The Corporation will use the proceeds of the Offering for construction of the demonstration plant, working capital and operating expenses.
Certain members of the executive management of the Corporation, being Mathieu Bourdeau, the Chief Financial Officer, have participated in this second closing of the Offering in the aggregate amount of $5,005 (the “Insiders’ Participation”). In total, the Insiders participated for $63,035 in the combined closings. The Insiders’ Participation is considered a “related party transaction” under Regulation 61-101 respecting Protection of Minority Security Holders in Special Transactions (Québec) (“Regulation 61-101”) and the corresponding Policy 5.9 of the TSXV; however, the Insiders’ Participation is exempt from the formal valuation and minority shareholder approval requirements provided under Regulation 61-101 in accordance with sections 5.5(a) and 5.7(1)(a) of said Regulation 61-101. The exemption is based on the fact that neither the market value of the Insiders’ Participation nor the consideration paid therefor exceeds 25% of the Corporation’s market capitalization. The Corporation did not file a material change report at least 21 days prior to the first closing of the Offering since the Insiders’ Participation was not determined at that moment and the Corporation wished to close the Offering on an expedited basis for sound business reasons.
In connection with this Private Placement, the Company has paid a cash finder’s fee in an amount of $14,672 and issued 104,800 non-transferable finder’s options to acquire such number of common shares at a price of $0.20, exercisable for a period of twenty-four (24) months and subject to a hold period of four months plus one day from the closing date.
About Geomega (www.geomega.ca)
Based in Montreal, Canada, Geomega Resources has developed a proprietary, environmentally friendly “ISR Technology” that recycles rare earth elements with focus on the permanent magnet industry and produces four high demand, high price, rare earth elements (HHREE – specifically Nd, Pr, Tb, Dy).
The company is targeting 2020 for initial production from its first commercial scale plant to supply HHREE’s to North America and other parts of the world.
Geomega also owns the Montviel rare earth carbonatite deposit and holds over 16.8M shares, representing approximately 20% of the issued and outstanding shares of Kintavar Exploration Inc. (KTR.V), a mineral exploration company that is advancing the Mitchi stratiform copper project in Quebec.
Cautions Regarding Forward-Looking Statements
Neither TSX Venture Exchange nor its Regulation Services Provider (as that term is defined in the policies of TSX Venture Exchange) accepts responsibility for the adequacy or accuracy of this release.

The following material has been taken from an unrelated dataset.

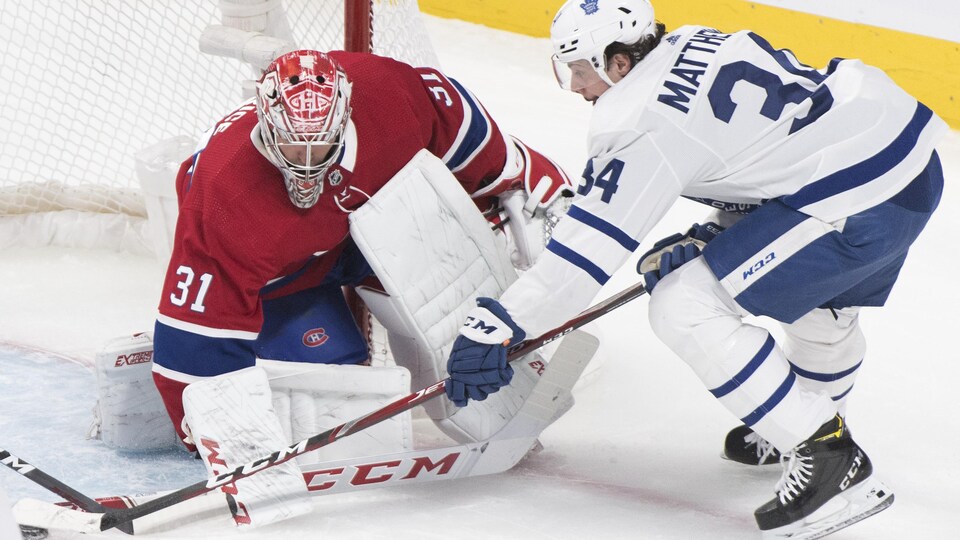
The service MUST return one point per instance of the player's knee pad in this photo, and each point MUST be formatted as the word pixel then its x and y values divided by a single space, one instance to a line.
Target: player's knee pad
pixel 130 414
pixel 688 300
pixel 826 347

This news release contains statements that may constitute “forward-looking information” or “forward-looking statements” within the meaning of applicable Canadian securities legislation. Forward-looking information and statements may include, among others, statements regarding future plans, costs, objectives or performance of the Corporation, or the assumptions underlying any of the foregoing. In this news release, words such as “may”, “would”, “could”, “will”, “likely”, “believe”, “expect”, “anticipate”, “intend”, “plan”, “estimate” “target” and similar words and the negative form thereof are used to identify forward-looking statements. Forward-looking statements should not be read as guarantees of future performance or results, and will not necessarily be accurate indications of whether, or the times at or by which, such future performance will be achieved. No assurance can be given that any events anticipated by the forward-looking information will transpire or occur, including as regards the commercialization of any of the technology referred to above, or if any of them do so, what benefits the Corporation will derive. Forward-looking statements and information are based on information available at the time and/or management's good-faith belief with respect to future events and are subject to known or unknown risks, uncertainties, assumptions and other unpredictable factors, many of which are beyond the Corporation’s control. These risks, uncertainties and assumptions include, but are not limited to, those described under “Risk Factors” in the Corporation’s annual management’s discussion and analysis for the fiscal year ended May 31, 2018, which is available on SEDAR at www.sedar.com; they could cause actual events or results to differ materially from those projected in any forward-looking statements. The Corporation does not intend, nor does the Corporation undertake any obligation, to update or revise any forward-looking information or statements contained in this news release to reflect subsequent information, events or circumstances or otherwise, except if required by applicable laws.